Every other covenant God has made with human beings follows the same structure - promises and boundaries, boundaries and promises.  It's just the way it is with our God.

But boundaries aren't the only thing we see in the scriptures.  We see, almost like we're looking into the sun, the powerful Grace that God has always given to his children, and nowhere is this grace more evident than in the person and work of Jesus, and in his New Covenant.

Grace.

I've heard it defined as "unmerited favor".  And grace is well-understood in that way.  But here, I'd like to call out grace as "the ability to do something hard, and make it look easy".

Take, for example, a world-class figure skater, or sculptor or violinist.  These individuals have all mastered some complicated and difficult skills.  And when they're at the top of their game, they make it look easy.

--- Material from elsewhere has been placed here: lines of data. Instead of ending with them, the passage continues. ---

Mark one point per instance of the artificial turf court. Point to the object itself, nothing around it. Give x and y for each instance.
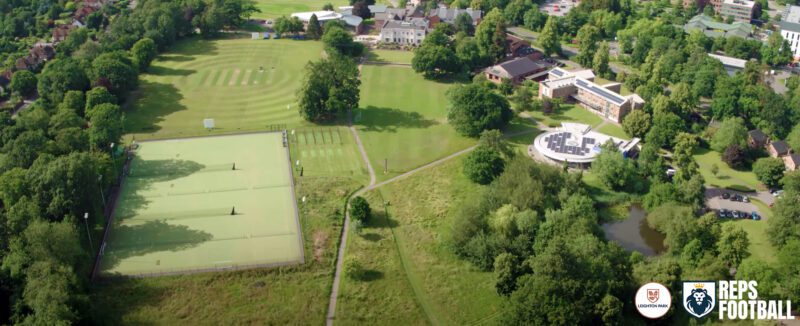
(174, 211)
(244, 84)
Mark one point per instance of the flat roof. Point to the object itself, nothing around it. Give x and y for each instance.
(600, 91)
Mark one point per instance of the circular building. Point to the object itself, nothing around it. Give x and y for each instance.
(578, 145)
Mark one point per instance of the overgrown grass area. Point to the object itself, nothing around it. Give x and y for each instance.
(390, 56)
(243, 84)
(403, 120)
(412, 277)
(726, 177)
(277, 8)
(568, 113)
(288, 295)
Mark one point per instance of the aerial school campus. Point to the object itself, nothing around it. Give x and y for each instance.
(401, 162)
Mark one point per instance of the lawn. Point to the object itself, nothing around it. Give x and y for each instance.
(726, 177)
(390, 56)
(295, 295)
(760, 248)
(412, 277)
(568, 113)
(220, 79)
(185, 208)
(403, 119)
(277, 8)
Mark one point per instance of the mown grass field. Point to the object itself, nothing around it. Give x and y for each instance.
(220, 79)
(413, 278)
(403, 118)
(282, 296)
(726, 177)
(277, 8)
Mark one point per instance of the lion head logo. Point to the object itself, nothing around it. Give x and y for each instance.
(699, 303)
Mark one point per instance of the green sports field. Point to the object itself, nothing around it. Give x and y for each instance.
(220, 79)
(174, 212)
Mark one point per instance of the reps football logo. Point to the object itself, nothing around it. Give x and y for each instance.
(699, 297)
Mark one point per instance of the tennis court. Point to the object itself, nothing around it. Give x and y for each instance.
(204, 204)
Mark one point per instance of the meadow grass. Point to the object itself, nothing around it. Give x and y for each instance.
(277, 8)
(220, 79)
(403, 118)
(416, 274)
(295, 295)
(726, 177)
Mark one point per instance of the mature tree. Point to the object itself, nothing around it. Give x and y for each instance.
(60, 76)
(636, 123)
(588, 36)
(435, 59)
(769, 171)
(734, 156)
(475, 108)
(338, 40)
(97, 96)
(491, 35)
(483, 165)
(730, 132)
(106, 125)
(469, 53)
(314, 29)
(615, 171)
(115, 71)
(733, 245)
(463, 23)
(360, 210)
(776, 52)
(549, 38)
(23, 82)
(506, 267)
(143, 52)
(600, 61)
(330, 87)
(793, 139)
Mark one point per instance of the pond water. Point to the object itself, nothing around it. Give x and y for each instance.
(634, 234)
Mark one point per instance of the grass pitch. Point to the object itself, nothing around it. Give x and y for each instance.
(176, 209)
(244, 84)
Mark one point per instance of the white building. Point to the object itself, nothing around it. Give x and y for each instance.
(790, 29)
(410, 32)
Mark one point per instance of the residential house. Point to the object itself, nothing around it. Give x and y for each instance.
(410, 32)
(516, 70)
(791, 161)
(778, 148)
(740, 10)
(713, 28)
(757, 139)
(602, 100)
(324, 16)
(790, 29)
(448, 15)
(37, 56)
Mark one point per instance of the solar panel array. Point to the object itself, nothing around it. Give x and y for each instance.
(557, 142)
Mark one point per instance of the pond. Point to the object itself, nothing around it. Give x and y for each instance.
(635, 234)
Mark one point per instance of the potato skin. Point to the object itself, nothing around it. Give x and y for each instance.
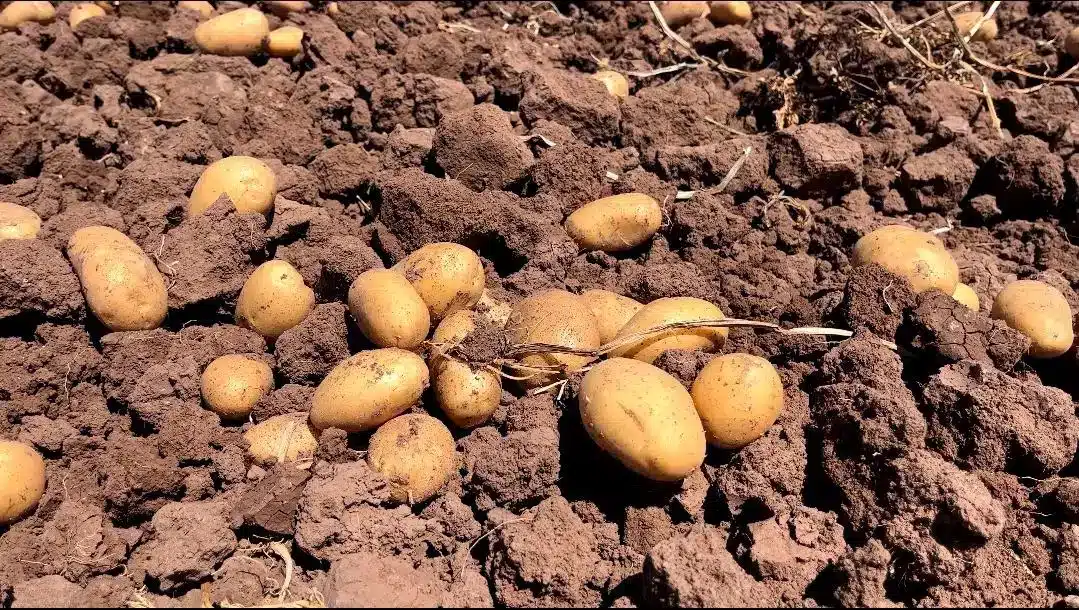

When I watch a graceful ballet dancer, or downhill skier or high-level rock climber - a master in the middle of practicing their art, I'd swear that "I could do that!".

Well, not so much.

But the grace bestowed by our Father come to us in the person of his Spirit - who lives in us.  In Ezekiel 36:27, God promised that in the New Covenant he would put his "Spirit in you and move you to follow my decrees and be careful to keep my laws.".  By his Spirit, God gives us the grace to do what seems hard, and even make it look easy.  

Every once in awhile I find myself in the Jeep up in that town - brakes squeaking to a stop there at the junction of Boundary and Grace.  
Father, thank you for the deposit of your Spirit in me.  Please grant me the grace to follow your lead, maybe even to make something tough look easy.